Chromosome 19 open reading frame 70, also known as QIL1, MICOS complex subunit MIC13 (MIC13) or Protein P117 is a protein that in humans is encoded by the C19orf70 gene.

Structure
The C19orf70 gene is located on the p arm of chromosome 19 at position 13.3 and it spans 2,482 base pairs. The C19orf70 gene produces a 9.7 kDa protein composed of 88 amino acids.

Function
The C19orf70 gene encodes for a subunit of the MICOS (mitochondrial contact site and cristae junction organizing system) complex of the mitochondrial inner membrane. The 700-kD complex plays diverse roles such as the maintenance of crista junctions, formation of contact junctions to the outer membrane, and the dynamic regulation of mitochondrial membrane architecture.
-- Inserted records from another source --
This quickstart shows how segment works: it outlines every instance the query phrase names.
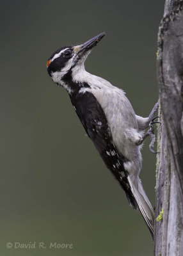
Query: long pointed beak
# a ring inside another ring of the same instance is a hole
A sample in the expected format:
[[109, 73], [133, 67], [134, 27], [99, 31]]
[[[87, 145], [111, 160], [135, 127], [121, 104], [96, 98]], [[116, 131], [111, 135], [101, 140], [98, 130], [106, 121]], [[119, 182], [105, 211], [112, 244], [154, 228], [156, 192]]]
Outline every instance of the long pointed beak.
[[99, 41], [104, 36], [106, 35], [105, 32], [101, 33], [101, 34], [98, 35], [97, 36], [93, 37], [93, 38], [90, 39], [88, 41], [85, 42], [85, 43], [81, 45], [80, 51], [83, 50], [90, 50], [93, 48], [94, 46], [97, 45]]

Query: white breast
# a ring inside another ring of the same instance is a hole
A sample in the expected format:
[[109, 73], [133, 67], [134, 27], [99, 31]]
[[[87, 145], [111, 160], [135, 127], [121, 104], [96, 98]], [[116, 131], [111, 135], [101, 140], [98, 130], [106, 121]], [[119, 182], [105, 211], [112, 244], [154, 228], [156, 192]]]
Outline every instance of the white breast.
[[[91, 88], [81, 88], [80, 93], [91, 92], [102, 108], [111, 132], [114, 144], [127, 158], [139, 157], [139, 148], [131, 141], [131, 134], [138, 131], [134, 111], [124, 92], [106, 80], [88, 73], [76, 72], [75, 81], [87, 83]], [[141, 157], [140, 157], [141, 158]]]

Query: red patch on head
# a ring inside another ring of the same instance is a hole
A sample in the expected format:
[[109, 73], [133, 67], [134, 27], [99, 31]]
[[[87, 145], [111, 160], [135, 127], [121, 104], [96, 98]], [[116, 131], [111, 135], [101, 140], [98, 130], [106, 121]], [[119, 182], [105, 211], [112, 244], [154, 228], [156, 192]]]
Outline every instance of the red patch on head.
[[51, 63], [51, 60], [48, 60], [48, 61], [47, 61], [47, 63], [46, 63], [47, 67], [48, 67], [48, 66], [50, 65]]

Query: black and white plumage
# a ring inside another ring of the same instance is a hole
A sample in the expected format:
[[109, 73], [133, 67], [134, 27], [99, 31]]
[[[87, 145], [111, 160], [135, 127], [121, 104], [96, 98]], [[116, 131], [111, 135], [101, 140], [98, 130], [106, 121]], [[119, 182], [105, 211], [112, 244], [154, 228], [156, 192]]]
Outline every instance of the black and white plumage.
[[60, 48], [49, 58], [47, 71], [52, 81], [68, 92], [87, 134], [125, 192], [130, 204], [139, 209], [153, 236], [154, 210], [139, 174], [144, 130], [157, 104], [149, 117], [137, 116], [122, 90], [85, 70], [88, 55], [104, 35], [81, 45]]

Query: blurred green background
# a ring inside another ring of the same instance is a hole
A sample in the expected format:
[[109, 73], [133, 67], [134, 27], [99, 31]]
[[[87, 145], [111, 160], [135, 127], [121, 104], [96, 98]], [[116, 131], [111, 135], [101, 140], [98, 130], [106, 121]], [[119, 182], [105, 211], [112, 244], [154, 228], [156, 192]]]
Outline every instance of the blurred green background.
[[[152, 255], [140, 214], [84, 136], [46, 62], [59, 47], [106, 31], [86, 69], [123, 88], [147, 116], [157, 100], [163, 8], [164, 0], [1, 1], [1, 255]], [[154, 205], [155, 156], [148, 144], [141, 178]], [[15, 242], [36, 248], [15, 249]], [[40, 242], [73, 248], [39, 249]]]

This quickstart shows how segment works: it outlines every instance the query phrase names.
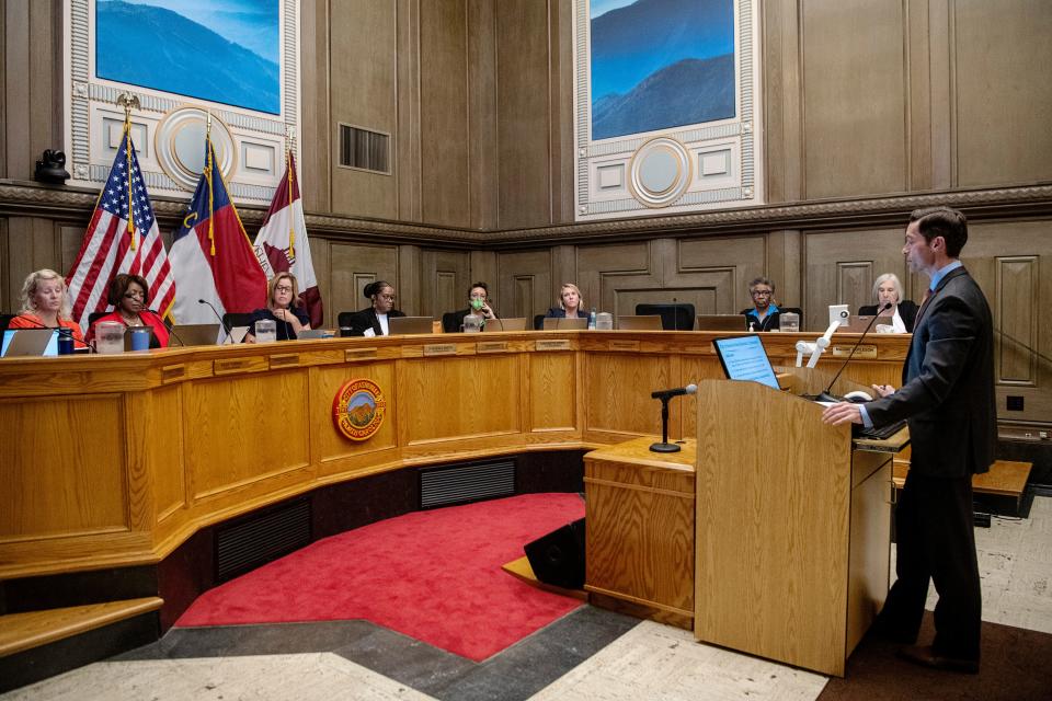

C19orf70, a component of the mature MICOS complex, localizes to the inner mitochondrial membrane at the cristae junctions and incorporates MINOS1 and MIC10 into the MICOS complex. The protein is necessary for the creation of the cristae junction, integrity of the cristae junction, and maintenance of cristae morphology. It is also essential for normal mitochondrial function.

Clinical Significance
Mutations in C19orf70 has been shown to result in mitochondrial deficiencies and related disorders caused by the disassembly of MICOS complex with abnormal cristae morphology and failure of mitochondrial respiration. Major clinical manifestations have included mitochondrial hepato-encephalopathy and 3-methylglutaconic aciduria accompanied by severe psychomotor retardation, intractable seizures, cerebellar atrophy, early death, Lactic acidemia, neutropenia, and elevated liver transaminases.

Interactions
C19orf70 has been known to interact with MRPL24, APOOL, STOML2, IMMT, MTX1, CHCHD3, and other proteins.